Tuesday, January 11, 2005

The Secret Lives of Secret People

In a NYT article today about keeping secrets and double lives, I was stuck on this description of “repressors”:

“… in a series of experiments over the past decade, psychologists have identified a larger group they call repressors, an estimated 10 to 15 percent of the population, who are adept at ignoring or suppressing information that is embarrassing to them and thus well equipped to keep secrets, some psychologists say.

“Repressors score low on questionnaires that measure anxiety and defensiveness - reporting, for example, that they are rarely resentful, worried about money, or troubled by nightmares and headaches. They think well of themselves and don't sweat the small stuff.

“Although little is known about the mental development of such people, some psychologists believe they have learned to block distressing thoughts by distracting themselves with good memories. Over time - with practice, in effect - this may become habitual, blunting their access to potentially humiliating or threatening memories and secrets.”

See, now, I can’t stand these people. The kind who have low anxiety and think everything they do is okay. Who “blunt” their experiences in order to remain unhurt. But this is what this country appears to strive for—isn’t that what all those “who moved my cheese” self-help books are about? What all that “I look good” and “I’m the best” talk-show attitude is about? I get the idea that there is a place before neurosis that would probably serve most of us well to try to find, but this, this “repression,” well, even the word implies that it is too much, self-protection gone too far. (Although that’s obvious, I know. What’s not is the naming of this type this way.) Isn’t this what leads to homophobia and xenophobia and so many other-hating phobias?

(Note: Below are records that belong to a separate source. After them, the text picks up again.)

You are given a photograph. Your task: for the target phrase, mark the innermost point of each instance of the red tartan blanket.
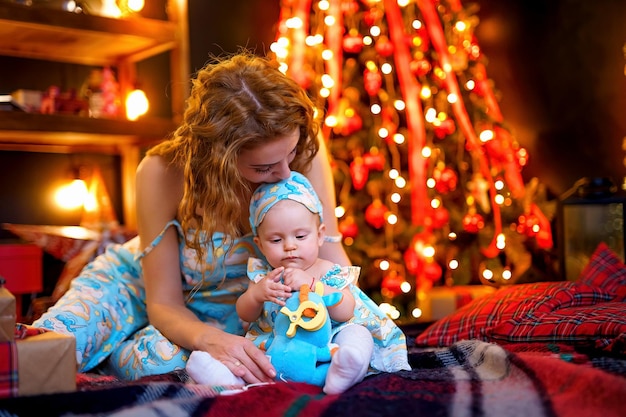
(470, 378)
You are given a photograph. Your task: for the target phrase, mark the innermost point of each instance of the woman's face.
(269, 162)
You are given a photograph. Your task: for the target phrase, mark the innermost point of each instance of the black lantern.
(592, 211)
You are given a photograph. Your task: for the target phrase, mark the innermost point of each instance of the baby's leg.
(206, 370)
(351, 361)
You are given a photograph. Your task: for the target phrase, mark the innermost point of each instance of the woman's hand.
(239, 355)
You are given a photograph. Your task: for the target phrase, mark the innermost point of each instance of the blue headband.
(296, 188)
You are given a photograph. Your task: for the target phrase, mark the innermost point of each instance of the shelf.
(41, 132)
(55, 35)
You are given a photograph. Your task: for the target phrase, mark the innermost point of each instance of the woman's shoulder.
(159, 189)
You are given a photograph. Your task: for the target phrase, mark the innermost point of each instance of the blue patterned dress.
(105, 308)
(390, 351)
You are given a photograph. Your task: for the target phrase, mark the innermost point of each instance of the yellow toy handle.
(297, 320)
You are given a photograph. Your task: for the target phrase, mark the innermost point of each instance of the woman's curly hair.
(236, 103)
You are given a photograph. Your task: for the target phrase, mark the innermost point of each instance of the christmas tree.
(428, 174)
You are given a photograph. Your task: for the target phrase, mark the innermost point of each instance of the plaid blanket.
(470, 378)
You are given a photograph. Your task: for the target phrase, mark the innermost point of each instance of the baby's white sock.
(351, 361)
(205, 369)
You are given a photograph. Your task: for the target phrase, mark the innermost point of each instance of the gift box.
(37, 362)
(441, 301)
(7, 314)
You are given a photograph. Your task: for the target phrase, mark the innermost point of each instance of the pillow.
(517, 302)
(591, 325)
(605, 270)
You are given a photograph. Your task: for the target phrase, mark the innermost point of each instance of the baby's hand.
(296, 277)
(272, 289)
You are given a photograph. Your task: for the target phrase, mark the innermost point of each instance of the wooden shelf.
(55, 35)
(26, 131)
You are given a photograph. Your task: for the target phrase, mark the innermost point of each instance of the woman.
(141, 307)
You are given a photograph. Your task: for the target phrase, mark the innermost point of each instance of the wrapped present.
(37, 362)
(7, 313)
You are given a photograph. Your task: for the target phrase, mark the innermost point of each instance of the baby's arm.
(270, 288)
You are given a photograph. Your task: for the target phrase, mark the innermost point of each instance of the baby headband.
(297, 188)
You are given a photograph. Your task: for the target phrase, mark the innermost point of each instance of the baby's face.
(290, 235)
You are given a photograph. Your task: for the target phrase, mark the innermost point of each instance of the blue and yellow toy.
(301, 348)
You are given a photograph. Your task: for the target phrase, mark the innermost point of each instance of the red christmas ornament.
(392, 285)
(372, 15)
(544, 235)
(348, 228)
(348, 123)
(349, 7)
(437, 217)
(353, 44)
(374, 160)
(411, 260)
(359, 173)
(384, 46)
(375, 214)
(432, 271)
(372, 81)
(445, 180)
(420, 67)
(445, 128)
(528, 224)
(473, 222)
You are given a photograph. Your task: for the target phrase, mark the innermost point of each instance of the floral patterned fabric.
(105, 309)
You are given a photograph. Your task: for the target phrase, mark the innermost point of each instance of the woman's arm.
(321, 176)
(159, 191)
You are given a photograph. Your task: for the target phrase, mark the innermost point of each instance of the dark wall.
(222, 27)
(559, 68)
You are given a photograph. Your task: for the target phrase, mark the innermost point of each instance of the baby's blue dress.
(390, 351)
(105, 308)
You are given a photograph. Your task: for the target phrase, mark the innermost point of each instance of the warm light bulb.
(136, 5)
(136, 104)
(71, 196)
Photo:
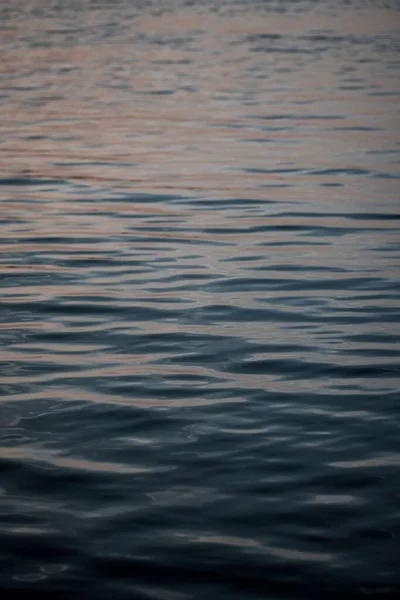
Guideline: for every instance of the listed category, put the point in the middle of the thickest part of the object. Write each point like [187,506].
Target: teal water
[199,304]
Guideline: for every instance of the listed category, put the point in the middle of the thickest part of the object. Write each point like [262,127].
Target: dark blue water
[199,304]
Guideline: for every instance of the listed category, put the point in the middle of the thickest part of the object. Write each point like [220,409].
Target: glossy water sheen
[199,311]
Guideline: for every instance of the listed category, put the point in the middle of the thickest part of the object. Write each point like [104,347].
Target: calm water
[199,310]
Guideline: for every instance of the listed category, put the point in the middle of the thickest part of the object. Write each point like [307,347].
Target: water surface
[199,309]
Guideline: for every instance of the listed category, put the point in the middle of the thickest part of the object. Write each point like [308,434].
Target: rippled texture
[199,311]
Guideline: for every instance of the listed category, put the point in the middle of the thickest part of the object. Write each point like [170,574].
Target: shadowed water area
[199,299]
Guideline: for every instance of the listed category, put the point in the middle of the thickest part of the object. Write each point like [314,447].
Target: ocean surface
[200,299]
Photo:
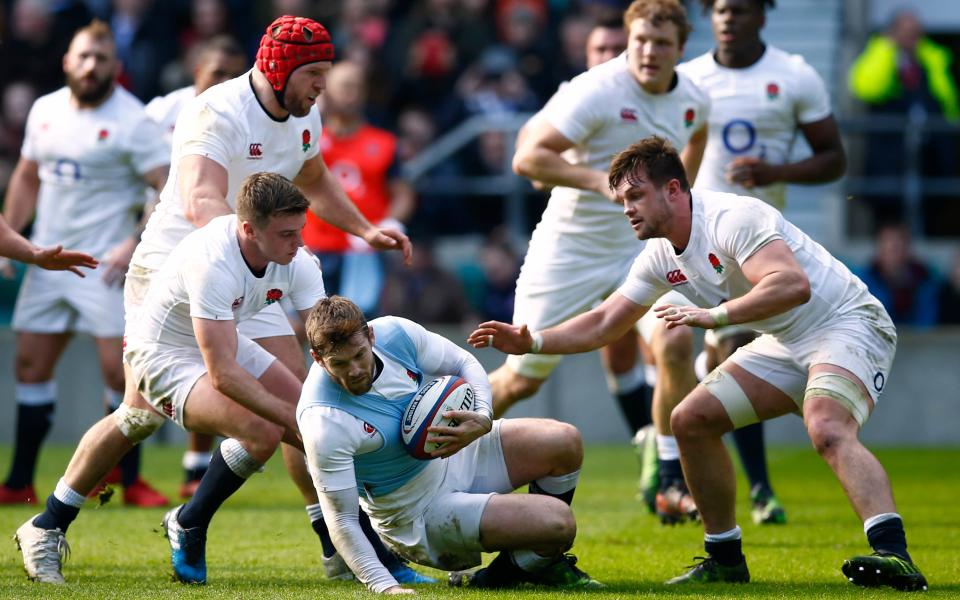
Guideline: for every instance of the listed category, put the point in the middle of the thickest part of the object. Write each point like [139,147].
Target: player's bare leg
[35,393]
[136,491]
[673,356]
[509,387]
[533,530]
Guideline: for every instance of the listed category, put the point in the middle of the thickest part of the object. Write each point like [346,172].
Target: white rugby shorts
[60,302]
[556,288]
[862,341]
[166,374]
[447,534]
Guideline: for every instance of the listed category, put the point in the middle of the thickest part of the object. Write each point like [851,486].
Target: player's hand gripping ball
[426,409]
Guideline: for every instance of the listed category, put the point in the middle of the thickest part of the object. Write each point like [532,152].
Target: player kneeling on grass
[193,367]
[825,352]
[445,512]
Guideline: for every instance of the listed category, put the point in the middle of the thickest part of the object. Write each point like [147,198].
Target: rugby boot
[25,495]
[564,574]
[765,507]
[675,504]
[187,549]
[501,573]
[44,552]
[884,568]
[708,570]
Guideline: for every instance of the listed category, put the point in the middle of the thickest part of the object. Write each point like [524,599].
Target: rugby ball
[426,409]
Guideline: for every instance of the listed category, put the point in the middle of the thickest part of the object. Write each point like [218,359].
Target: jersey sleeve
[306,289]
[575,110]
[211,291]
[202,130]
[146,146]
[813,101]
[438,355]
[331,438]
[643,285]
[741,231]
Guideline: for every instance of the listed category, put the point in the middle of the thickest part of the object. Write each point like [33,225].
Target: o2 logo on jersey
[67,170]
[739,136]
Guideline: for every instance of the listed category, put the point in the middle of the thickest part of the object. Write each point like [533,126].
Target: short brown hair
[96,29]
[655,157]
[659,12]
[264,195]
[331,324]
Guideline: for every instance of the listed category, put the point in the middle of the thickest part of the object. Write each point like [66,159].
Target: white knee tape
[238,459]
[726,389]
[136,424]
[842,391]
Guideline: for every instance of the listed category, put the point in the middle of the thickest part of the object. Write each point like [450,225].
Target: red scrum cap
[289,43]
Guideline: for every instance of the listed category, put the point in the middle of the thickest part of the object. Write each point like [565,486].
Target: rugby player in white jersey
[761,97]
[582,248]
[825,349]
[265,120]
[192,365]
[88,154]
[217,60]
[447,511]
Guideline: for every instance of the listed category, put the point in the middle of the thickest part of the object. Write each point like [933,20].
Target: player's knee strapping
[238,459]
[725,388]
[842,391]
[136,424]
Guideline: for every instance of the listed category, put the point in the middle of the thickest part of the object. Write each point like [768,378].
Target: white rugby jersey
[756,111]
[91,165]
[206,277]
[165,109]
[226,124]
[726,230]
[602,111]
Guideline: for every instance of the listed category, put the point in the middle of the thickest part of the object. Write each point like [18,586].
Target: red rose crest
[715,263]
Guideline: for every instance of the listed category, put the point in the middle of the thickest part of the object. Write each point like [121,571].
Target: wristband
[537,343]
[719,315]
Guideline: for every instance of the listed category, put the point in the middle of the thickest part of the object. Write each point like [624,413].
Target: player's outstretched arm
[591,330]
[329,202]
[779,284]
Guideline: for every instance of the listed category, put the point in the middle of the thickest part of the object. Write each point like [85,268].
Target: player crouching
[442,513]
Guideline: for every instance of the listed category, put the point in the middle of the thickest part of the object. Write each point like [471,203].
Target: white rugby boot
[44,551]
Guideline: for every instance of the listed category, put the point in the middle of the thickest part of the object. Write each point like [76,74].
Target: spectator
[903,72]
[425,293]
[364,159]
[904,284]
[949,295]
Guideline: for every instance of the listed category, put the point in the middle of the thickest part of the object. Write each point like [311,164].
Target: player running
[761,97]
[825,350]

I wonder how similar this kind of person is to another type mentioned in the article:

“In a famous paper on the subject of double lives, published in 1960, the English analyst Dr. Donald W. Winnicott argued that a false self emerged in particular households where children are raised to be so exquisitely tuned to the expectations of others that they become deaf to their own longings and needs.

“"In effect, they bury a part of themselves alive," said Dr. Kwawer of the White Institute.”

1 Comments:

At 11:33 AM, Blogger finnegan said...

Sounds suspiciously like the Bush W admin.